Readers in Council,
The Japan Times,
5-4, Shibaura 4-chome,
Minato-ku, Tokyo 108-0023
I think it was the American futurist Alvin Toffler who coined the phrase “high tech, high touch” to explain why at a time of increasing technological penetration of our lives people still flock to places like movie theaters and amusement parks as a strategy to maintain contact with others and escape from an otherwise increasingly isolated environment. Today Japanese and foreign tourists are walking the streets here with any number of applications available on their hand-held devices to make life easier and, in addition, further endanger our social interaction time. This technological penetration will continue. But by increasing English classes in schools and by training Olympic volunteers in other languages (“Trial classes for Olympic volunteers set to start,” Friday, January 16, 2015) the Tokyo Metropolitan Government seems to be banking on the high touch factor to impress the world with Japanese “omotenashi,” or hospitality. I understand the pleasure a stranger might feel meeting someone to talk to in their own language while visiting here. They might come away with a warm feeling for having met an ‘authentic’ Japanese, although I can’t imagine from all of the variety that exists what an ‘authentic’ Japanese would be. The government might be underestimating the strides that hand-held digital devices have already made and will still make in the next six years towards helping visiting foreigners to bridge cultural gaps and negotiate the city.

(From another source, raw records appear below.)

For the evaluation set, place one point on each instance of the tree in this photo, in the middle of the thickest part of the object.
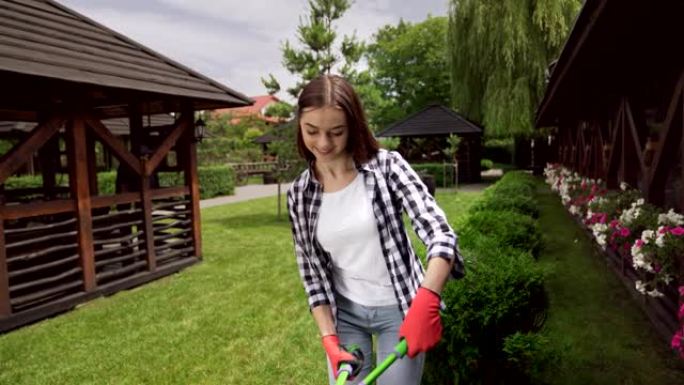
(409, 65)
(281, 110)
(317, 55)
(499, 52)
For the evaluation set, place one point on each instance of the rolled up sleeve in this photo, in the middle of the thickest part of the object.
(311, 280)
(427, 218)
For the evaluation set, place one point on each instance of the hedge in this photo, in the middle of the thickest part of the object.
(493, 313)
(437, 171)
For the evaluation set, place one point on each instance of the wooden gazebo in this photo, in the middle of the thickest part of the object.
(437, 122)
(64, 243)
(614, 99)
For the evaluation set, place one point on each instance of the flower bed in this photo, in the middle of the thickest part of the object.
(643, 244)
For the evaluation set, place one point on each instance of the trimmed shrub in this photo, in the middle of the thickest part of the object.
(507, 228)
(486, 164)
(502, 294)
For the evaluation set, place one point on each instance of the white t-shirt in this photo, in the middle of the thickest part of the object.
(347, 229)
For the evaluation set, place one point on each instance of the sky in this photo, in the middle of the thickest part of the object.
(236, 42)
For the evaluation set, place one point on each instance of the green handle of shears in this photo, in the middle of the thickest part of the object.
(345, 370)
(399, 352)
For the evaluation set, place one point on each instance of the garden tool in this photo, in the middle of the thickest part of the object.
(350, 369)
(399, 352)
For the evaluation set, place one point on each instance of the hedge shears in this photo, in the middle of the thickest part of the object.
(348, 369)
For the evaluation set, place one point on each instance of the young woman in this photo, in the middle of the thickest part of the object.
(360, 273)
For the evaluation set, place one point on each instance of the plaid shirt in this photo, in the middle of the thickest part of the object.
(393, 187)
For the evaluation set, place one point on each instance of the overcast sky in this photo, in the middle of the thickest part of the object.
(238, 41)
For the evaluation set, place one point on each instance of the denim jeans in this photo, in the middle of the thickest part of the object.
(356, 324)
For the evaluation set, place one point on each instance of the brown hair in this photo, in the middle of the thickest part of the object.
(334, 90)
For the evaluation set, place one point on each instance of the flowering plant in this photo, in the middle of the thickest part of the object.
(656, 253)
(678, 337)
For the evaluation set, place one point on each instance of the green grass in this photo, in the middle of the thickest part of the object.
(240, 317)
(597, 331)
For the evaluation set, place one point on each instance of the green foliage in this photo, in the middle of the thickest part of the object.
(486, 164)
(509, 228)
(281, 110)
(317, 55)
(514, 192)
(389, 143)
(409, 65)
(498, 150)
(527, 354)
(501, 294)
(499, 53)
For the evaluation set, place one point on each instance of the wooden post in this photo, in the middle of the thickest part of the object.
(92, 163)
(80, 191)
(192, 179)
(146, 200)
(49, 162)
(5, 307)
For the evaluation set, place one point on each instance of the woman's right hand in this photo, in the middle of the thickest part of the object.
(336, 354)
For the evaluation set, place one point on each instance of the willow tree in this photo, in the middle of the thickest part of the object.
(499, 52)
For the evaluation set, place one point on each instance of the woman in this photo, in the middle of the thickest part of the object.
(359, 271)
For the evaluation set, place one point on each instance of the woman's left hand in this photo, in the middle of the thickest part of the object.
(422, 327)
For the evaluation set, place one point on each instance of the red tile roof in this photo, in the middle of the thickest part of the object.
(260, 102)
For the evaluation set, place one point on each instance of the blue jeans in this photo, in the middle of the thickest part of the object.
(356, 324)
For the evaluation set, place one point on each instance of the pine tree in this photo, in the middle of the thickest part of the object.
(318, 54)
(499, 53)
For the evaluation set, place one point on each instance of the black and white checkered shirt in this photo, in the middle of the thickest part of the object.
(393, 187)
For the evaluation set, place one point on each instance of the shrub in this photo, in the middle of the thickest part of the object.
(501, 295)
(507, 228)
(486, 164)
(437, 171)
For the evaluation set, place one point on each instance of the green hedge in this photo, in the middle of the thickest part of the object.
(214, 181)
(494, 312)
(437, 171)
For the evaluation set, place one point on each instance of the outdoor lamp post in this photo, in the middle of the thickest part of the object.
(200, 126)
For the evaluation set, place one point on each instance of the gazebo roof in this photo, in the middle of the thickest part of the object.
(49, 44)
(117, 126)
(432, 120)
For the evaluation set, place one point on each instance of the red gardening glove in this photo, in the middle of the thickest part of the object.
(336, 354)
(422, 327)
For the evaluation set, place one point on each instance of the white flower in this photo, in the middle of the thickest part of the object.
(640, 286)
(647, 235)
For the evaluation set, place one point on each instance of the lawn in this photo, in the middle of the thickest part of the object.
(240, 317)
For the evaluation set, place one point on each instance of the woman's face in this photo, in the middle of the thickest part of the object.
(325, 132)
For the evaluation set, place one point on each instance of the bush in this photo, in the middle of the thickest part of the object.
(501, 295)
(437, 171)
(486, 164)
(507, 228)
(498, 150)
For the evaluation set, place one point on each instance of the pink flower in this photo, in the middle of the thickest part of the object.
(624, 232)
(678, 231)
(603, 217)
(677, 341)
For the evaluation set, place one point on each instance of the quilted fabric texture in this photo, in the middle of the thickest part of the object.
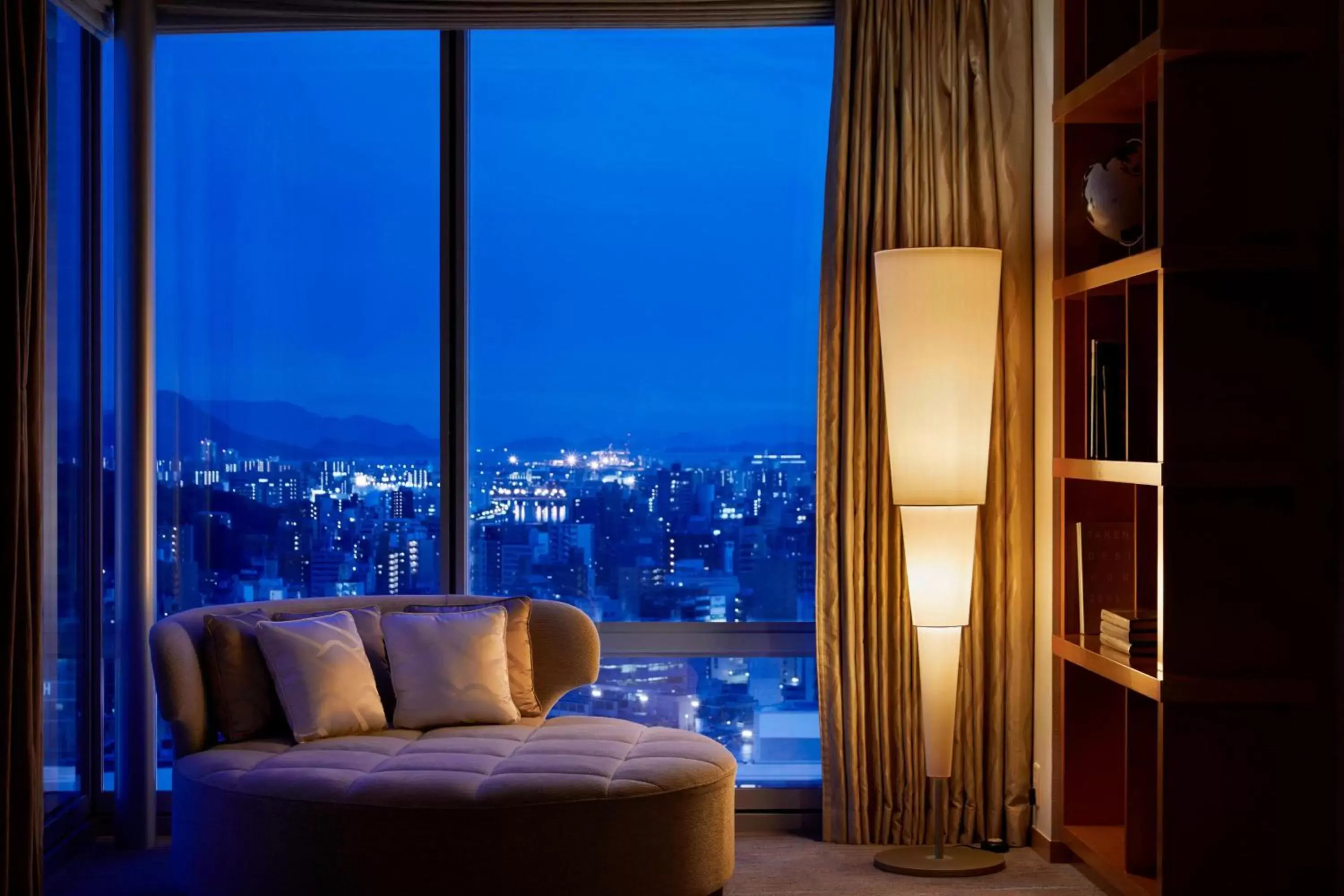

Will visitors really need to ask directions of anyone? They already have online map programs to find their ways. Will visitors really need translators at hotels and restaurants, hot springs, train stations and department stores? They already have voice activated translation programs for that. If the government wants to impress me with omotenashi then it can quickly and cheaply start by barring the old lady toilet cleaners from the men’s public toilets while we’re still in there trying to use them.